In August of 2016, I wrote about an Nginx application firewall. I focused on the server software side of things. Today, I’m going to focus on the bots themselves.
Search Engine Bots
Your website obviously needs to be visited by search engines. Does it need to be visited by every search engine in the world? I doubt it. I don’t have a comprehensive list of search engine bots, but I think I have a lot of them.
I’ll list the bots and you can decide if you would like to let them in or block them:
- Baiduspider – Chinese search engine
- bingbot – Microsoft’s search engine
- coccocbot – Vietnamese search engine
- daum – South Korean search engine
- Findxbot – European search engine
- googlebot – Google’s search engine
- MegaIndex – Russian search engine
- OrangeBot – French search engine
- SeznamBot – Czech search engine
- Yahoo! Slurp – The search engine for Yahoo!
- YandexBot – Russian search engine
- yoozBot – Iranian search engine
I know I don’t have all of them. I’m obviously missing the ones I’ve never received visits from.
Again, I can only list the ones I’ve received visits from:
- James Bot
If I have any information about these bots, I’ll give it to you. Otherwise, I won’t display any notes at all:
- Buzzbot – buzzstream.com
- Dataprovider – dataprovider.com
- finbot – financialbot.com
- GarlikCrawler – garlic.com
- Scrapy – User Crawler – scrapy.org
- Voltron – User crawler – 80legs.com
If you have a dynamic website, especially one that uses a database, you need to block the aggressive bots. At the very least, try to control them using your robots.txt file.

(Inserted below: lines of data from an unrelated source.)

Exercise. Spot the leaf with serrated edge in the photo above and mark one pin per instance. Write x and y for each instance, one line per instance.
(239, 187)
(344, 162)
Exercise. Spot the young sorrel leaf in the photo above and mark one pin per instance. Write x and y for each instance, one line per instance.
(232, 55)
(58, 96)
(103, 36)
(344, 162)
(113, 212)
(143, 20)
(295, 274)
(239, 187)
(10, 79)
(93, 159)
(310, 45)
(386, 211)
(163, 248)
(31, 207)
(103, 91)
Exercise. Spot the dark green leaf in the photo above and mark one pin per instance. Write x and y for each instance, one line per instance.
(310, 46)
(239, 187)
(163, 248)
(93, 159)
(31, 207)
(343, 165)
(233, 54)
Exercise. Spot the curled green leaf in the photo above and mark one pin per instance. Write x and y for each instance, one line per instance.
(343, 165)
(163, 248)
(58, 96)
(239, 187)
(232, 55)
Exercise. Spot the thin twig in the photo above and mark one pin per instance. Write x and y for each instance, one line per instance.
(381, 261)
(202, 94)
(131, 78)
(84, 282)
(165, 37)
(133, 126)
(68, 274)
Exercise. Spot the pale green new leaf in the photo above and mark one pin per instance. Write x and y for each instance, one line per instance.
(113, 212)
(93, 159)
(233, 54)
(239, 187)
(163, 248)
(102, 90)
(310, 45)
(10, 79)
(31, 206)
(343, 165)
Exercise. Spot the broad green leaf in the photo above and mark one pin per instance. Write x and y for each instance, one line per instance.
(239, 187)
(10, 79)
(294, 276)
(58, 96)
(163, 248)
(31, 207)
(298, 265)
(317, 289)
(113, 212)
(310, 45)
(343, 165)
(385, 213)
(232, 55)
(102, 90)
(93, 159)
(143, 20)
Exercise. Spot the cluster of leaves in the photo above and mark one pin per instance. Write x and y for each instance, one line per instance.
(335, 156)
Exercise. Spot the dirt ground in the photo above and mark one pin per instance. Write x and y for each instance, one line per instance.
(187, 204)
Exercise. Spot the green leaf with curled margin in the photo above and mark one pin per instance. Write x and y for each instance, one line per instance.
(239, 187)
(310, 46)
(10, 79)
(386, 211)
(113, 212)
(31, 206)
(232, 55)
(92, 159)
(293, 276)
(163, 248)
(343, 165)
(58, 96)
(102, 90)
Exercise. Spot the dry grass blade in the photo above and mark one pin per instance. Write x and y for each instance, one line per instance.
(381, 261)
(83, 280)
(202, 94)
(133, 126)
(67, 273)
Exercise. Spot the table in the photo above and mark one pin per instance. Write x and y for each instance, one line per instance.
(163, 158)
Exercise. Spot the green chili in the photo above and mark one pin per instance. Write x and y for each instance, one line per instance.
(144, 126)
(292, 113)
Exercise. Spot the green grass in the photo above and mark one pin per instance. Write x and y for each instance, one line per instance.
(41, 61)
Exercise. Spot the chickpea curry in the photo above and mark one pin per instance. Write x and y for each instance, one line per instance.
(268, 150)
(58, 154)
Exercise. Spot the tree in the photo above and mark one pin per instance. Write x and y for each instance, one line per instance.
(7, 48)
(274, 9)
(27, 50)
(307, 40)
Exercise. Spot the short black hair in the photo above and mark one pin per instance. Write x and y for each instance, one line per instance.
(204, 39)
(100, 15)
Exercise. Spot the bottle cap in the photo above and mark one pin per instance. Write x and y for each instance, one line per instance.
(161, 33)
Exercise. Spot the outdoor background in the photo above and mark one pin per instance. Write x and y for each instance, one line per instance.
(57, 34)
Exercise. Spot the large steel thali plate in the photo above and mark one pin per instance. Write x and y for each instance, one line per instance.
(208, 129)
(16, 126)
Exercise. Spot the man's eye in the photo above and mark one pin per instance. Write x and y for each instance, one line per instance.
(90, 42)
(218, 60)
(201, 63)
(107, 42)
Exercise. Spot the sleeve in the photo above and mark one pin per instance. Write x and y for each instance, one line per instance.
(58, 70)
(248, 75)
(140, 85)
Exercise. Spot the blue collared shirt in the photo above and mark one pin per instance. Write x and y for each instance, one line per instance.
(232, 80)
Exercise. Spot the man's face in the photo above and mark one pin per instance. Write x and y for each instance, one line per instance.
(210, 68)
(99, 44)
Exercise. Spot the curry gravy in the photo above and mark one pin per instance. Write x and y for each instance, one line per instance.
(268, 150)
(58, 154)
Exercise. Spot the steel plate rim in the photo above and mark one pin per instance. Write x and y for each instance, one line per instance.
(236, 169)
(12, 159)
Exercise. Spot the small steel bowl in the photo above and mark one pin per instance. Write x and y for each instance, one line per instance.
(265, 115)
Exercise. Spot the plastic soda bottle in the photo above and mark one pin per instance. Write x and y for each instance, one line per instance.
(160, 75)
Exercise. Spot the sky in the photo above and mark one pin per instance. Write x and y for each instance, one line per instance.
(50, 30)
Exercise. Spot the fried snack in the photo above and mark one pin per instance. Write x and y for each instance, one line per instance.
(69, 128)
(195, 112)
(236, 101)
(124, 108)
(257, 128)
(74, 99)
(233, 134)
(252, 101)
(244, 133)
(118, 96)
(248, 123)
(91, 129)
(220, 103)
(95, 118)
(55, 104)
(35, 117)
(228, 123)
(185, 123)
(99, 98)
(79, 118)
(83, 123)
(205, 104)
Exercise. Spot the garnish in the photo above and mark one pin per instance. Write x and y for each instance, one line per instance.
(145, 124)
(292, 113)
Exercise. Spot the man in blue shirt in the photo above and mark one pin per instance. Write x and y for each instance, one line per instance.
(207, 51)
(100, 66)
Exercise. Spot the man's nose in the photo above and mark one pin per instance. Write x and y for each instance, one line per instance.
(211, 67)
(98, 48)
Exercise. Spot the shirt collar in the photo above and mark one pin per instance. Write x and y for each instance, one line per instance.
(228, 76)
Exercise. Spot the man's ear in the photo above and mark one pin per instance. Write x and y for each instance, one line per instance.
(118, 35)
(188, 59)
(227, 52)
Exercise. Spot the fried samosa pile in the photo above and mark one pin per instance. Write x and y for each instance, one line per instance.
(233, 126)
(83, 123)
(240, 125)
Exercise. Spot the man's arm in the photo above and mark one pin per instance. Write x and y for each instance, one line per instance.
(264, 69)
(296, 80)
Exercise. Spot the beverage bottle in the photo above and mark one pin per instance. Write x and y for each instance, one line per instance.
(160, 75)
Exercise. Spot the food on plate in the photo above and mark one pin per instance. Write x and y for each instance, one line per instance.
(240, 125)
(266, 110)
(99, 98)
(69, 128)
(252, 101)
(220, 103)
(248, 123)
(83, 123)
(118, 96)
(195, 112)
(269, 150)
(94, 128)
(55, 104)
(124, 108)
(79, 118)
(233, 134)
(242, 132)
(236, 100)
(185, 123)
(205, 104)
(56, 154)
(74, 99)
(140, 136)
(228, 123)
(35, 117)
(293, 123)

The most dangerous bots are those that cloak themselves as regular web browser user agents. When you see one, you should block either the single IP address or the complete CIDR range, depending on the country of origin.

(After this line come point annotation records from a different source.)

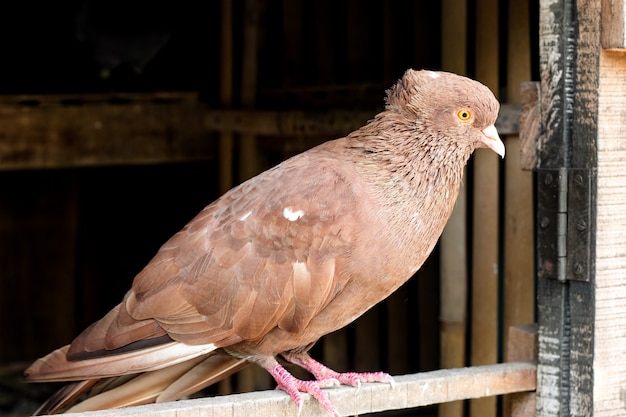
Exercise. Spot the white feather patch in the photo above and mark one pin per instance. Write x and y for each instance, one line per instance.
(291, 214)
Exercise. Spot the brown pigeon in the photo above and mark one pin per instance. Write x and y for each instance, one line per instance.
(290, 255)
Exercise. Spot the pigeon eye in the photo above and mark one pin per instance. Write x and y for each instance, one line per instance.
(464, 114)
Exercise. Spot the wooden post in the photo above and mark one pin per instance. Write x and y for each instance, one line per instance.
(453, 242)
(485, 239)
(576, 375)
(226, 95)
(519, 288)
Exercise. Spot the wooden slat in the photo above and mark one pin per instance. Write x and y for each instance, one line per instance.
(410, 391)
(519, 288)
(568, 381)
(522, 347)
(610, 312)
(453, 272)
(485, 239)
(613, 20)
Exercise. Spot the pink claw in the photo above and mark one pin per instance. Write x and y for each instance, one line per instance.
(293, 386)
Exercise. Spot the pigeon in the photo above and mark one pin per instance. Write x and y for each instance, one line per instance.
(297, 252)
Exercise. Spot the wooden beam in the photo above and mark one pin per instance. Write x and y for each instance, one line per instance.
(410, 391)
(519, 273)
(610, 293)
(613, 21)
(569, 381)
(484, 326)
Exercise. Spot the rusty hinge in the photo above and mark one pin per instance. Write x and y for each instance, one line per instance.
(563, 223)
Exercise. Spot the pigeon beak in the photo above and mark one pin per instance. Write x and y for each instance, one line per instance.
(492, 140)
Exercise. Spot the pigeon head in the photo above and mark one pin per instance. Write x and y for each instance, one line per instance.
(447, 107)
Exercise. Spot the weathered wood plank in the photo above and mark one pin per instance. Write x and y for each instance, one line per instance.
(569, 53)
(522, 346)
(410, 391)
(519, 288)
(610, 296)
(530, 126)
(613, 21)
(485, 285)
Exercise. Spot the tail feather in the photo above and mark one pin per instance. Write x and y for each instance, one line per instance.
(56, 367)
(64, 397)
(143, 389)
(208, 372)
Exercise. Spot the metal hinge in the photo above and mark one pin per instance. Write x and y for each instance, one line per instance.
(563, 223)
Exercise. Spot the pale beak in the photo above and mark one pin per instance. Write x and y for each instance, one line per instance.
(492, 140)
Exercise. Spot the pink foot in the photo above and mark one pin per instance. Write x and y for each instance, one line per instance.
(322, 372)
(294, 386)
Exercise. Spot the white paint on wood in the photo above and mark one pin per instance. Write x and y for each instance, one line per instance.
(610, 338)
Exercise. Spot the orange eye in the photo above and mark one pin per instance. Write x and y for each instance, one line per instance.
(464, 114)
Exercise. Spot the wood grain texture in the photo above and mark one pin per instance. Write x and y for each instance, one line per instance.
(610, 341)
(519, 289)
(410, 391)
(485, 238)
(569, 48)
(613, 24)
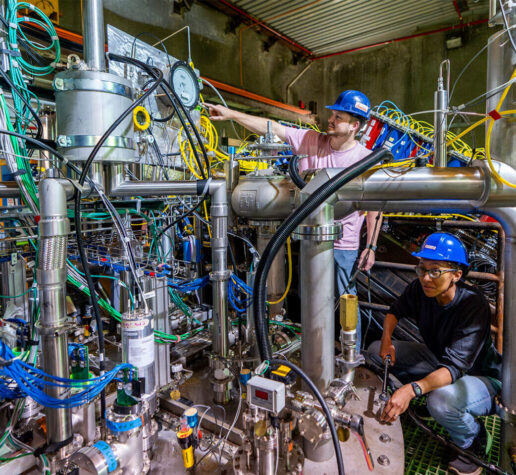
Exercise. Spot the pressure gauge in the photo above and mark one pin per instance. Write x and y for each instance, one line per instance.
(185, 84)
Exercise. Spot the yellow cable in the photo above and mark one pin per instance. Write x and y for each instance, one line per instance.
(289, 281)
(428, 216)
(207, 218)
(488, 151)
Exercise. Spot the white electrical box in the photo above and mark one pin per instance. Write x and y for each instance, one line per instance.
(266, 394)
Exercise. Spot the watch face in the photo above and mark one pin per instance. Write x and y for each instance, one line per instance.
(184, 82)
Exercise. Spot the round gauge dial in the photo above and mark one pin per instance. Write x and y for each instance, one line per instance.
(185, 84)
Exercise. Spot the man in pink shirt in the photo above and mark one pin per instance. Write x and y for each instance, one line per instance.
(337, 148)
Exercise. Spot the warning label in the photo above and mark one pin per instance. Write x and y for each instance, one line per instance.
(140, 352)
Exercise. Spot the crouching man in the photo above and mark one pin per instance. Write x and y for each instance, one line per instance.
(457, 365)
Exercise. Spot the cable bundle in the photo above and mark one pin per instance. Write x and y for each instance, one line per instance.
(239, 294)
(19, 379)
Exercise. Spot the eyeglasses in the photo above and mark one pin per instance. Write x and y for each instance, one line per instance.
(433, 273)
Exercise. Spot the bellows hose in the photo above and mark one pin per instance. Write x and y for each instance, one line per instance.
(318, 197)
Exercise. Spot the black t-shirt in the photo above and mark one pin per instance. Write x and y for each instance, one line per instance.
(458, 333)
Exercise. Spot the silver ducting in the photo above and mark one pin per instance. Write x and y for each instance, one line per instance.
(93, 34)
(54, 228)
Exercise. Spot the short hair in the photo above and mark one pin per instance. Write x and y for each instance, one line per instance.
(361, 121)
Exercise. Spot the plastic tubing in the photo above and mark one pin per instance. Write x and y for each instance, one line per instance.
(318, 197)
(324, 407)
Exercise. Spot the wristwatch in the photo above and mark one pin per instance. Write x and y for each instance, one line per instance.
(417, 389)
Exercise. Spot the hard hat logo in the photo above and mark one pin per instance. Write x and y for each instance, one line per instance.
(362, 107)
(353, 102)
(443, 247)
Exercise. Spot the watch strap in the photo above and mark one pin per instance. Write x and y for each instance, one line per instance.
(417, 389)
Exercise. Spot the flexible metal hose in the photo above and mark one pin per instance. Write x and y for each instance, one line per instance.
(287, 227)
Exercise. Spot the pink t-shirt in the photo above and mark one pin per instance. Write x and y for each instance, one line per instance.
(321, 155)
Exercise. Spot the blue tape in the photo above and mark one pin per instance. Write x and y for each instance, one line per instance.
(123, 426)
(109, 456)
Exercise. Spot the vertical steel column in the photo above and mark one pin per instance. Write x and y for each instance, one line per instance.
(93, 34)
(220, 273)
(440, 120)
(507, 402)
(317, 282)
(54, 228)
(276, 278)
(318, 295)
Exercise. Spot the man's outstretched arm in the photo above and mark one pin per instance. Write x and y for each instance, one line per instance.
(258, 125)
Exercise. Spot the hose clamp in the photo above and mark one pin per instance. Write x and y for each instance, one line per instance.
(69, 141)
(220, 276)
(327, 232)
(85, 84)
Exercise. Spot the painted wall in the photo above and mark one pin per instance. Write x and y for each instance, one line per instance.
(404, 72)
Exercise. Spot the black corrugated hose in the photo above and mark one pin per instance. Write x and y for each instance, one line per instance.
(294, 173)
(324, 407)
(276, 243)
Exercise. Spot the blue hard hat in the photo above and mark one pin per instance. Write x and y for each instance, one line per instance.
(352, 102)
(443, 247)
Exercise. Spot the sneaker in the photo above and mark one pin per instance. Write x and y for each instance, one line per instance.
(462, 465)
(481, 446)
(421, 412)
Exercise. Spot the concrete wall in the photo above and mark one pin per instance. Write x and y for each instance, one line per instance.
(404, 72)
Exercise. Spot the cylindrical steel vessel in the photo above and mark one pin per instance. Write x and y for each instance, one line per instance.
(263, 197)
(87, 104)
(276, 277)
(500, 65)
(138, 346)
(93, 34)
(54, 228)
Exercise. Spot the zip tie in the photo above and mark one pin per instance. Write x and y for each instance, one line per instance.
(206, 186)
(495, 115)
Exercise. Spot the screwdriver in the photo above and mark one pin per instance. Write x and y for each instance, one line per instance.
(384, 396)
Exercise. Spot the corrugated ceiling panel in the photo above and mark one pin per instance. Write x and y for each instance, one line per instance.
(326, 26)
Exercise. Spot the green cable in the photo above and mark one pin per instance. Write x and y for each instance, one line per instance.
(14, 296)
(122, 283)
(44, 23)
(159, 336)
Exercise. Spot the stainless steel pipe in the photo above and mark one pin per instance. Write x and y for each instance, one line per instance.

If you’re target audience is English-speaking Americans, it may make sense to block the search engines from other countries. Some Americans use some of them, especially those where English is their second language. Consider carefully.
My website is static. It only invokes PHP on the contact page. The rest of the files are plain text files. Some of the bots used to bother me. These days, I just don’t care.
If you get a lot of human traffic, you can afford to block a lot of bots. When you don’t, blocking a bunch of them isn’t a good idea. Concentrate on the ones that could be eating up all your bandwidth or connecting dozens of times a second (like MJ12bot).
I’ll try to keep my lists updated as much as possible. I can’t guarantee anything because, again, I don’t care. I have better things to do with my time. No one should have to bother with this nonsense.